Investment trends were a major focus of the 2025 Business Advantage PNG Investment Conference. The 2026 conference will take place in Brisbane, Australia on 10 and 11 August. Credit: Stefan Daniljchenko/BAI

1. Mergers and acquisitions

High metals prices and an increased appetite from state-owned entities are driving M&A activity in PNG’s mining sector.

Elsewhere in the economy, established PNG businesses have also been changing hands.

In retail, Australia’s Taylor Pacific last year acquired the Stop & Shop supermarket chain from the CPL Group, its second major PNG acquisition in two years.

“The enactment of the arbitration legislation is a game changer for PNG.”

Meanwhile, landowner company Trans Wonderland Ltd has reached a deal to acquire Avenell Engineering Systems, a family-owned logistics business with a 70-year history in PNG.

With more financial institutions obtaining banking licences in PNG and future consolidation likely, M&A activity in the finance sector looks likely to increase.

Arguably the most interesting recent investment is Kina Bank’s US$5 million (K21 million) acquisition of 17 per cent of fintech business NiuPay – the largest fintech investment so far in PNG and a harbinger of greater competition in the hotly contested digital banking space.

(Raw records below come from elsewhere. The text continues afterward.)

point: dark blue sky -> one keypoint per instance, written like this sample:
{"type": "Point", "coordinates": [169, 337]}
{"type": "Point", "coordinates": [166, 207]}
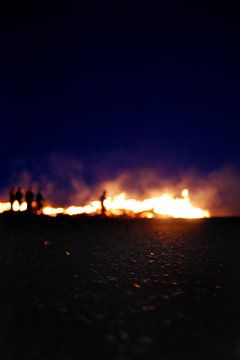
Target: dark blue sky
{"type": "Point", "coordinates": [153, 83]}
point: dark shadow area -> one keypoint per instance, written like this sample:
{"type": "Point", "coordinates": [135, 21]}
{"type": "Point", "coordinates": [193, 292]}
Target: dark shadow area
{"type": "Point", "coordinates": [91, 287]}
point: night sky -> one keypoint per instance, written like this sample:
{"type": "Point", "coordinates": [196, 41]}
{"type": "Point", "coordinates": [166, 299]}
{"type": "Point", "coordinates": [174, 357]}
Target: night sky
{"type": "Point", "coordinates": [135, 85]}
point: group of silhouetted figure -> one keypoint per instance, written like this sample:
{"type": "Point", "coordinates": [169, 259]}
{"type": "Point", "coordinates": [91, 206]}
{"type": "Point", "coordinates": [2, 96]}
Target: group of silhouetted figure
{"type": "Point", "coordinates": [19, 196]}
{"type": "Point", "coordinates": [35, 202]}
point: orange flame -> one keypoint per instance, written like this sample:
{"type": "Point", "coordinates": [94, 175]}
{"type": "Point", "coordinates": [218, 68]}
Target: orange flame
{"type": "Point", "coordinates": [163, 206]}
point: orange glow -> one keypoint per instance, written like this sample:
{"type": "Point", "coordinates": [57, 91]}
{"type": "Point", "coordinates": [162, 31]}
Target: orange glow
{"type": "Point", "coordinates": [163, 206]}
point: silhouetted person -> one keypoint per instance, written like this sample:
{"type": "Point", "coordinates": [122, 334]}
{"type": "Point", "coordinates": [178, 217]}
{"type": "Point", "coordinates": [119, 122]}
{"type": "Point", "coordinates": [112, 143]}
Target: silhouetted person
{"type": "Point", "coordinates": [102, 199]}
{"type": "Point", "coordinates": [12, 196]}
{"type": "Point", "coordinates": [40, 201]}
{"type": "Point", "coordinates": [29, 199]}
{"type": "Point", "coordinates": [20, 196]}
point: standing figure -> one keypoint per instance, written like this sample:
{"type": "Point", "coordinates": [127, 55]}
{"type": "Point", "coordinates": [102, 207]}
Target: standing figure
{"type": "Point", "coordinates": [29, 199]}
{"type": "Point", "coordinates": [102, 199]}
{"type": "Point", "coordinates": [12, 196]}
{"type": "Point", "coordinates": [40, 201]}
{"type": "Point", "coordinates": [19, 196]}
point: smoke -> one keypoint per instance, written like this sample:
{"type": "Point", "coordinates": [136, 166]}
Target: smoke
{"type": "Point", "coordinates": [66, 180]}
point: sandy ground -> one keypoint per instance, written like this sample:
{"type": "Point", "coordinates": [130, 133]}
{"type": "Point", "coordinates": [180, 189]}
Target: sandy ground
{"type": "Point", "coordinates": [89, 288]}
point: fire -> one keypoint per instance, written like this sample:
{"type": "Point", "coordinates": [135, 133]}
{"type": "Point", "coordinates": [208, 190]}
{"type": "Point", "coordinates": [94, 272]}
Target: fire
{"type": "Point", "coordinates": [165, 205]}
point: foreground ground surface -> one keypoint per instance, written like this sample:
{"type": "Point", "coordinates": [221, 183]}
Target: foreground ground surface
{"type": "Point", "coordinates": [78, 288]}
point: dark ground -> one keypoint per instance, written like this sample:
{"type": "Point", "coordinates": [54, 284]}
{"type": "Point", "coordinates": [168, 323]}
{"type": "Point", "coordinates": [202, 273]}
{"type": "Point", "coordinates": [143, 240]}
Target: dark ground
{"type": "Point", "coordinates": [85, 288]}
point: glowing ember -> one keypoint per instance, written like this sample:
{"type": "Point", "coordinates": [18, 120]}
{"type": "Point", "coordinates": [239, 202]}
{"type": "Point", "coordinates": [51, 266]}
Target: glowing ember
{"type": "Point", "coordinates": [163, 206]}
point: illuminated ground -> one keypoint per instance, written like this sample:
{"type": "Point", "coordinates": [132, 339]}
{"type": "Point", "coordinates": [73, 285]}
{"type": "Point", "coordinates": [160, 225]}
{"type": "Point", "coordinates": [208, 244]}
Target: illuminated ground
{"type": "Point", "coordinates": [119, 289]}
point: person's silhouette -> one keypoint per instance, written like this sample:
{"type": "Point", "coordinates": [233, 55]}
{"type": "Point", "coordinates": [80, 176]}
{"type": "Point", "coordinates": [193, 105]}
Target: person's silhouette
{"type": "Point", "coordinates": [12, 196]}
{"type": "Point", "coordinates": [102, 199]}
{"type": "Point", "coordinates": [40, 201]}
{"type": "Point", "coordinates": [19, 196]}
{"type": "Point", "coordinates": [29, 199]}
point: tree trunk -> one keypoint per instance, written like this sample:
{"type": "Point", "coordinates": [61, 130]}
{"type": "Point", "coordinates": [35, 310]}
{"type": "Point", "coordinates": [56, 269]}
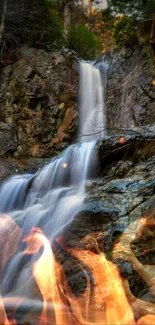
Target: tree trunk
{"type": "Point", "coordinates": [2, 25]}
{"type": "Point", "coordinates": [67, 20]}
{"type": "Point", "coordinates": [152, 39]}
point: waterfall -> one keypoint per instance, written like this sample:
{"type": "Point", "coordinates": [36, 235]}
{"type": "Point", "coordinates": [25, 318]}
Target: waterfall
{"type": "Point", "coordinates": [51, 198]}
{"type": "Point", "coordinates": [92, 88]}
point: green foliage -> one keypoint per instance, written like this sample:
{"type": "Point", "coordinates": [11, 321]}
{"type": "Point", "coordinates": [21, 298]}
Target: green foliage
{"type": "Point", "coordinates": [124, 31]}
{"type": "Point", "coordinates": [84, 42]}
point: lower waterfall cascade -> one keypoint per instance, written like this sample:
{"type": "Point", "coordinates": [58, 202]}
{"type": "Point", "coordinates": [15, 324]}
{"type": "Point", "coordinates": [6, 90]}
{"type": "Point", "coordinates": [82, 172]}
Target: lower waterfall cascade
{"type": "Point", "coordinates": [49, 199]}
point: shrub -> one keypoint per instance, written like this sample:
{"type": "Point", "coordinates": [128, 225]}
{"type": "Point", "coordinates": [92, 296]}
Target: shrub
{"type": "Point", "coordinates": [84, 42]}
{"type": "Point", "coordinates": [124, 31]}
{"type": "Point", "coordinates": [33, 23]}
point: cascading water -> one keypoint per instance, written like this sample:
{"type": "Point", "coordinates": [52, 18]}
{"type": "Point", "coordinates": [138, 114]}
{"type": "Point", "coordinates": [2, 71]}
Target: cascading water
{"type": "Point", "coordinates": [51, 198]}
{"type": "Point", "coordinates": [92, 118]}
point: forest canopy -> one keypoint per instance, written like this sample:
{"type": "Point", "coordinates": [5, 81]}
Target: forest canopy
{"type": "Point", "coordinates": [54, 24]}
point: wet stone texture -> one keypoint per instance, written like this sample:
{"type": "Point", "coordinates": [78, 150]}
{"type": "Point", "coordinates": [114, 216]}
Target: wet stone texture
{"type": "Point", "coordinates": [130, 97]}
{"type": "Point", "coordinates": [38, 103]}
{"type": "Point", "coordinates": [118, 216]}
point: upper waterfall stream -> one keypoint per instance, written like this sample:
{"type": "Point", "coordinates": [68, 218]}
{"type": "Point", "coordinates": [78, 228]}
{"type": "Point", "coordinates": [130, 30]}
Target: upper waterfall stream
{"type": "Point", "coordinates": [50, 198]}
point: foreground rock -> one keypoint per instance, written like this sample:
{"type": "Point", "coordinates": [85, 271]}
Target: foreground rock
{"type": "Point", "coordinates": [118, 217]}
{"type": "Point", "coordinates": [38, 103]}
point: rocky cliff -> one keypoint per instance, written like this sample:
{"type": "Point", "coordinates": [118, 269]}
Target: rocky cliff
{"type": "Point", "coordinates": [130, 99]}
{"type": "Point", "coordinates": [118, 217]}
{"type": "Point", "coordinates": [38, 103]}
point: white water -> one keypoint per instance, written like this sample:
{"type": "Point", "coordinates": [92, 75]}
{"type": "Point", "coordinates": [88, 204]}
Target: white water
{"type": "Point", "coordinates": [51, 198]}
{"type": "Point", "coordinates": [92, 113]}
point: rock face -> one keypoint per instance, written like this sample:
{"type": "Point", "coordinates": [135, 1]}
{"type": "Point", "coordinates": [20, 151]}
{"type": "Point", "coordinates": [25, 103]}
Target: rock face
{"type": "Point", "coordinates": [130, 93]}
{"type": "Point", "coordinates": [38, 103]}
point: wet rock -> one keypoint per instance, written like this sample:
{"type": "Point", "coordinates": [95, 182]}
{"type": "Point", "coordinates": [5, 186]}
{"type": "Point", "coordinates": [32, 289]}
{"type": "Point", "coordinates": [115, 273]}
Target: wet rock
{"type": "Point", "coordinates": [38, 99]}
{"type": "Point", "coordinates": [8, 139]}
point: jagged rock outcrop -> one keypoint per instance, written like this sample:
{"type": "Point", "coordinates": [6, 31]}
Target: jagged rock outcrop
{"type": "Point", "coordinates": [38, 103]}
{"type": "Point", "coordinates": [130, 99]}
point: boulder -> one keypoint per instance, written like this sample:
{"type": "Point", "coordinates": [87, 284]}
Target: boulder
{"type": "Point", "coordinates": [38, 100]}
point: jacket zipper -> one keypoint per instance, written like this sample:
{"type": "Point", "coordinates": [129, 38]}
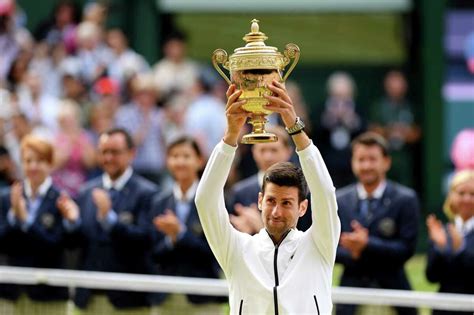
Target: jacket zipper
{"type": "Point", "coordinates": [275, 270]}
{"type": "Point", "coordinates": [316, 302]}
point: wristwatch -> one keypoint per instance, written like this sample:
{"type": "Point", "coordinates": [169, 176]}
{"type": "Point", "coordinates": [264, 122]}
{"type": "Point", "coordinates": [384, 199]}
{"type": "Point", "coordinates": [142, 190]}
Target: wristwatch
{"type": "Point", "coordinates": [296, 128]}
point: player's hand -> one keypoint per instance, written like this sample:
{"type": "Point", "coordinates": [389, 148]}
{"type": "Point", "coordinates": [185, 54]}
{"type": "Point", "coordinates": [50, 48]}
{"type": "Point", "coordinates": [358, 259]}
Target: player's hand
{"type": "Point", "coordinates": [281, 103]}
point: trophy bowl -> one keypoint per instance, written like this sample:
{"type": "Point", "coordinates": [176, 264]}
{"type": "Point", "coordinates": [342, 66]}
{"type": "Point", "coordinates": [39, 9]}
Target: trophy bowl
{"type": "Point", "coordinates": [252, 68]}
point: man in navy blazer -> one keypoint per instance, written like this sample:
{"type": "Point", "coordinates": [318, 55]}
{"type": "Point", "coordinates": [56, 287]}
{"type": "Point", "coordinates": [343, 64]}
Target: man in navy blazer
{"type": "Point", "coordinates": [379, 223]}
{"type": "Point", "coordinates": [175, 259]}
{"type": "Point", "coordinates": [242, 200]}
{"type": "Point", "coordinates": [114, 227]}
{"type": "Point", "coordinates": [39, 245]}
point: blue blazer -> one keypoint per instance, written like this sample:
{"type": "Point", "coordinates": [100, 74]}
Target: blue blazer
{"type": "Point", "coordinates": [246, 192]}
{"type": "Point", "coordinates": [393, 231]}
{"type": "Point", "coordinates": [41, 246]}
{"type": "Point", "coordinates": [125, 248]}
{"type": "Point", "coordinates": [191, 255]}
{"type": "Point", "coordinates": [454, 272]}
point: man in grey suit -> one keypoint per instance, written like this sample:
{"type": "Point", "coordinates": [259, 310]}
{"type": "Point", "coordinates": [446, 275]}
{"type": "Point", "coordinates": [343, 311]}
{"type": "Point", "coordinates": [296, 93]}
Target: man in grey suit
{"type": "Point", "coordinates": [379, 223]}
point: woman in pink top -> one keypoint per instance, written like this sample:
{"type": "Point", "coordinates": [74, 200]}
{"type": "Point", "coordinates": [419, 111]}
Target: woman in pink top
{"type": "Point", "coordinates": [74, 154]}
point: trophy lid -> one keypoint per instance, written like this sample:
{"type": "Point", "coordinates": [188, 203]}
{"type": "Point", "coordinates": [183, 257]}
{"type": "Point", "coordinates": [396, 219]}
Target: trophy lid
{"type": "Point", "coordinates": [255, 54]}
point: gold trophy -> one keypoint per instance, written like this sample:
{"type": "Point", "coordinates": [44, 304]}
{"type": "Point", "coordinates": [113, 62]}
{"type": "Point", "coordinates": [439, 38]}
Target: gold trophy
{"type": "Point", "coordinates": [252, 68]}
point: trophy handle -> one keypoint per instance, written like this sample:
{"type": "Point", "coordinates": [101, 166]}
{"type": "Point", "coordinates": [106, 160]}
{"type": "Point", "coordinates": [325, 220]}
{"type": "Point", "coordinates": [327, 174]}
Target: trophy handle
{"type": "Point", "coordinates": [219, 56]}
{"type": "Point", "coordinates": [292, 51]}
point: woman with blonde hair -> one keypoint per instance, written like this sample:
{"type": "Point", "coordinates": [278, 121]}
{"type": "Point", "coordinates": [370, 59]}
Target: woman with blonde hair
{"type": "Point", "coordinates": [451, 252]}
{"type": "Point", "coordinates": [31, 232]}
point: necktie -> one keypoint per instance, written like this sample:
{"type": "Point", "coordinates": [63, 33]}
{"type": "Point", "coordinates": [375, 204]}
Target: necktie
{"type": "Point", "coordinates": [114, 194]}
{"type": "Point", "coordinates": [367, 208]}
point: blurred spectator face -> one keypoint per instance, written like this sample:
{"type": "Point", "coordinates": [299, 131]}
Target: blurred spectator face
{"type": "Point", "coordinates": [369, 164]}
{"type": "Point", "coordinates": [108, 92]}
{"type": "Point", "coordinates": [33, 81]}
{"type": "Point", "coordinates": [267, 154]}
{"type": "Point", "coordinates": [395, 85]}
{"type": "Point", "coordinates": [88, 35]}
{"type": "Point", "coordinates": [64, 15]}
{"type": "Point", "coordinates": [145, 92]}
{"type": "Point", "coordinates": [114, 155]}
{"type": "Point", "coordinates": [7, 166]}
{"type": "Point", "coordinates": [36, 159]}
{"type": "Point", "coordinates": [101, 119]}
{"type": "Point", "coordinates": [461, 199]}
{"type": "Point", "coordinates": [19, 68]}
{"type": "Point", "coordinates": [73, 87]}
{"type": "Point", "coordinates": [183, 162]}
{"type": "Point", "coordinates": [117, 40]}
{"type": "Point", "coordinates": [175, 50]}
{"type": "Point", "coordinates": [20, 126]}
{"type": "Point", "coordinates": [95, 12]}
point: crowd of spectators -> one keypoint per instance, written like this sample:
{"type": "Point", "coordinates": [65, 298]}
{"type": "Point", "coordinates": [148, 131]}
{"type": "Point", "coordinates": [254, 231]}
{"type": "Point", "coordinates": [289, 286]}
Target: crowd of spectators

In the longer term, the planned privatisation of state-owned entities such as PNG Power, Telikom PNG and Air Niugini remains an area to watch.

2. Special Economic Zones

PNG’s government sees the development of Special Economic Zones as one of the key drivers of future economic growth and jobs creation.

Focused on encouraging downstream processing and value-adding, the zones offer significant long-term tax concessions to both the investors who develop the zones and businesses that subsequently locate in them.

More than 20 potential zones have been identified across the country, an independent Special Economic Zone Authority (SEZA) has been created and enabling legislation has been passed to facilitate and assess potential zone developments.

Four zones have so far been fully licensed, but there is a significant pipeline of applications, several of which have already received in-principle approval from PNG’s National Executive Council.

3. Geopolitics

PNG’s location at the intersection of Asian and Pacific markets means it continues to receive significant interest from the region’s key powers.

Former colonial power Australia in particular continues to play an important role, supporting investments in telecommunications and port infrastructure. It is also providing A$600 million over ten years to support PNG’s 2028 entry into Australia’s National Rugby League competition.

In 2025, PNG’s relationship with Australia undertook a step change with the signing of the Pukpuk mutual defence treaty, which will trigger significant investments in military and supporting infrastructure in PNG in coming years.

4. Arbitration reform

Wavie Kendino Leki of Dentons law firm. Credit: Stefan Daniljchenko/BAI

PNG has recently adopted a new arbitration framework to resolve business disputes, enabling investors to sidestep potentially costly and lengthy legal disputes.

Wavie Kendino Leki, Managing Partner with the Dentons law firm in PNG, explains the benefits.

“In our experience, investors are primarily concerned with two main things when they’re investing in a country: the return on investment and, if any issues arise, how their disputes will be dealt with,” she says.

“The enactment of the arbitration legislation is a game changer for PNG. It offers reassurance to investors of a more efficient and confidential dispute resolution framework.”

5. Green finance

In September 2025, the International Finance Corporation announced a US$10.2 million (K43.6 million) investment in PNG-owned Total Waste Management to develop the first integrated waste facility in the country to meet international standards.

The Bank of PNG has launched the Green Finance Centre in partnership with the Global Green Growth Institute to mobilise new sources of finance for sustainable projects, which looks set to include green bonds and a renewable energy facility.

It has already identified a K270 million pipeline of potential green investments.